What’s All This Talk About Swipe Fees?

Consumers should care about credit card swipe fees, and here’s why.

August 30, 2022

By Jeff Lenard

ALEXANDRIA, Va.—In the 1983 movie National Lampoon’s Vacation, Clark Griswold takes the “Family Truckster” to the only auto repair shop in town for emergency repairs after an offroad misadventure. He asks the mechanic, “What’s the bill?” The mechanic replies, menacingly, “How much you got?”

That scene pretty much describes the current credit card market. There is no competition, so there is no reason to compete on price. You pay what Visa and Mastercard say you will pay—and they are fighting to keep it that way.

Wait, what? No competition, comrade? I thought, as the saying goes, that if you build a better mousetrap, the world will beat a path to your door. Especially in the United States of America.

Nope, that’s not how it works with credit card swipe fees.

In short, swipe fees, also known as interchange fees, are the 2%–3% that credit card companies charge retailers every time customers swipe their credit card to make a purchase. Visa and Mastercard set the swipe fees for the thousands of banks that issue their cards—and consumers foot the bill.

Here’s how it works: If you have a $50 fill-up at the pump, likely more than a dollar of that can be chalked up to swipe fees. If you’re a typical driver, you fill your gas tank at a convenience store about 50 times a year, which means you’re likely paying at least $50 annually in swipe fees at the pump alone. If you buy $100 worth of groceries, about $2.25 of what you pay could be taken in swipe fees. Now apply that to every other item you pay for with your credit card.
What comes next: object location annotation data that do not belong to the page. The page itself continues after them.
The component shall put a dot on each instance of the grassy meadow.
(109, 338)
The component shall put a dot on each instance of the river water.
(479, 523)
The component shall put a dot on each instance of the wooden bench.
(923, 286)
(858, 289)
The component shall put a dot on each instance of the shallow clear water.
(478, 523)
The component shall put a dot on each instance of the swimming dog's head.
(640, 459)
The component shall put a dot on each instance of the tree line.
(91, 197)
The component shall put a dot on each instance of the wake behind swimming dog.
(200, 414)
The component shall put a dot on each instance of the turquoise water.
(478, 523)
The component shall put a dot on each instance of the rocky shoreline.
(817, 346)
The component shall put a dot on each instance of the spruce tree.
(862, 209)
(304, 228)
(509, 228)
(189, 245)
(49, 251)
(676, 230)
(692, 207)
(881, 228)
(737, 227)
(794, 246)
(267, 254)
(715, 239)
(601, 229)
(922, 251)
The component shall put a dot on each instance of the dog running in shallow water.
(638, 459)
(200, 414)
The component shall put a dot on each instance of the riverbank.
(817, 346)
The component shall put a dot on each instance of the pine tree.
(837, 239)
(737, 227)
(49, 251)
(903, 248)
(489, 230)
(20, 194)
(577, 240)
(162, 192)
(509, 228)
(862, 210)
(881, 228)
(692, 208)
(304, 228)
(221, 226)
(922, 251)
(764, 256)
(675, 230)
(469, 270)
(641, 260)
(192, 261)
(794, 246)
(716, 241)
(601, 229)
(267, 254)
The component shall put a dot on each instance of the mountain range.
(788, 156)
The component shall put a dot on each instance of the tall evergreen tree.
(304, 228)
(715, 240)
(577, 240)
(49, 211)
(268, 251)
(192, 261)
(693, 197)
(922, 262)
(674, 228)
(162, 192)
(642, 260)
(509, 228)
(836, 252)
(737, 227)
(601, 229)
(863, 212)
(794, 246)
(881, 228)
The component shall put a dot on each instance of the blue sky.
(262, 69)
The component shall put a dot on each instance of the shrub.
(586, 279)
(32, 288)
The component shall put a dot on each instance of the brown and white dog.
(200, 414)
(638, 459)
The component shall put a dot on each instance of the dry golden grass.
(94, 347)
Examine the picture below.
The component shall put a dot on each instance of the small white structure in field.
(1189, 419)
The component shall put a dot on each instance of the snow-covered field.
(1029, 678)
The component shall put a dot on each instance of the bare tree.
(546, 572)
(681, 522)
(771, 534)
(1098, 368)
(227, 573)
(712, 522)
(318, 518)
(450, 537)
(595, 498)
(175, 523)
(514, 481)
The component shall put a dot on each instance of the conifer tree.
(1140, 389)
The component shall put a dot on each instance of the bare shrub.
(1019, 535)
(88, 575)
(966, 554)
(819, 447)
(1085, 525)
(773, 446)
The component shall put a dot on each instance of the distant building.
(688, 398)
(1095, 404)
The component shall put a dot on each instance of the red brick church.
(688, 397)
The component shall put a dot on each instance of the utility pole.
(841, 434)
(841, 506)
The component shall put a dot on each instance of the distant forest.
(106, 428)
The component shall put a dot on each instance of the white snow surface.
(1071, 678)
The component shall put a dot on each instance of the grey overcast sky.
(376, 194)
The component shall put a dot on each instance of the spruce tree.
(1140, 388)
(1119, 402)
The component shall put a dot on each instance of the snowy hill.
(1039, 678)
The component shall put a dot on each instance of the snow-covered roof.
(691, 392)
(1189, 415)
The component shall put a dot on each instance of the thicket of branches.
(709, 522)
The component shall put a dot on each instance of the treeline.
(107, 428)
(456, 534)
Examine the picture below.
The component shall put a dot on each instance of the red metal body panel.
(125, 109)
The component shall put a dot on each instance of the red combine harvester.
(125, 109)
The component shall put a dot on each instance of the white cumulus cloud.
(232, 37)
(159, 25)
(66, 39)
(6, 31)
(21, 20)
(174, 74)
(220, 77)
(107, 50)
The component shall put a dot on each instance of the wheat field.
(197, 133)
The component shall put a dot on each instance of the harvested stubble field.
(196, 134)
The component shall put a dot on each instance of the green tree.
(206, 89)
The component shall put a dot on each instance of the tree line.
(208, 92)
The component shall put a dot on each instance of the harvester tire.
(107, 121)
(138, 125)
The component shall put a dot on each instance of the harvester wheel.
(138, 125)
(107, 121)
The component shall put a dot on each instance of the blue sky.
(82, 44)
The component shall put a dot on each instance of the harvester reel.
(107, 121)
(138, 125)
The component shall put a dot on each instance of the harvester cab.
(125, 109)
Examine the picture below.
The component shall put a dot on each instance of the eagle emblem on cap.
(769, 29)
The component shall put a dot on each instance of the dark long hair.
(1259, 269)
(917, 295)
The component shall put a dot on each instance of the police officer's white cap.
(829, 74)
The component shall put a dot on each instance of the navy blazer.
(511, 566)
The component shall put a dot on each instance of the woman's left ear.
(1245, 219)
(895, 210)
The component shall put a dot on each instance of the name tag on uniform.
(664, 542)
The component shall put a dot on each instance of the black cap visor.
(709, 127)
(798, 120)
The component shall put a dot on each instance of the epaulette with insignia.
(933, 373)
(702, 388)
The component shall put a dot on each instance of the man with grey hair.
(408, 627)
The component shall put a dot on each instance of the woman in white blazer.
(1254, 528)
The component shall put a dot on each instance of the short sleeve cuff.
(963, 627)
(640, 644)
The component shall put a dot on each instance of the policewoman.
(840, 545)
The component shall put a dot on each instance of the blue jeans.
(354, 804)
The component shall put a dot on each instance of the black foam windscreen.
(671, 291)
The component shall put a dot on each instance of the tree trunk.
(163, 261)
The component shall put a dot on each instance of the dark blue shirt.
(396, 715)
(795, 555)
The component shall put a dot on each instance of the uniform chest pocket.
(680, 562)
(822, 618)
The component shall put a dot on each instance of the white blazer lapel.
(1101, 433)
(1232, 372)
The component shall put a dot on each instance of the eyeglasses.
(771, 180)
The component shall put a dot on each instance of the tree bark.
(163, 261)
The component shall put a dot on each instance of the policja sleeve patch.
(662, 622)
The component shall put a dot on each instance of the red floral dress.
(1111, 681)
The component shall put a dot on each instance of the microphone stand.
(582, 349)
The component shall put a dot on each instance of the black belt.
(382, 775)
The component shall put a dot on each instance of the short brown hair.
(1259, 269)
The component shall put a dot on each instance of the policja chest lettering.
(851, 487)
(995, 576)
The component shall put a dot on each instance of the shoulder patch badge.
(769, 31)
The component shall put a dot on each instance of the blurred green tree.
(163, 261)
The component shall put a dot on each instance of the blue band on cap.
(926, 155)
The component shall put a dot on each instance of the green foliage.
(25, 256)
It gets worse this year with inflation at 40-year highs. Swipe fees are a percentage of the total price, so when inflation spikes, so do swipe fees. When card usage increases, swipe fees take a bigger bite out of your wallet. Swipe fees have more than doubled over the past decade and now top $137 billion annually. By comparison, they were only $16 billion in 2001. Plug that through an online inflation calculator and that $16 billion in in 2001 is $25 billion in 2022 dollars. Yet, swipe fees today are $137 billion.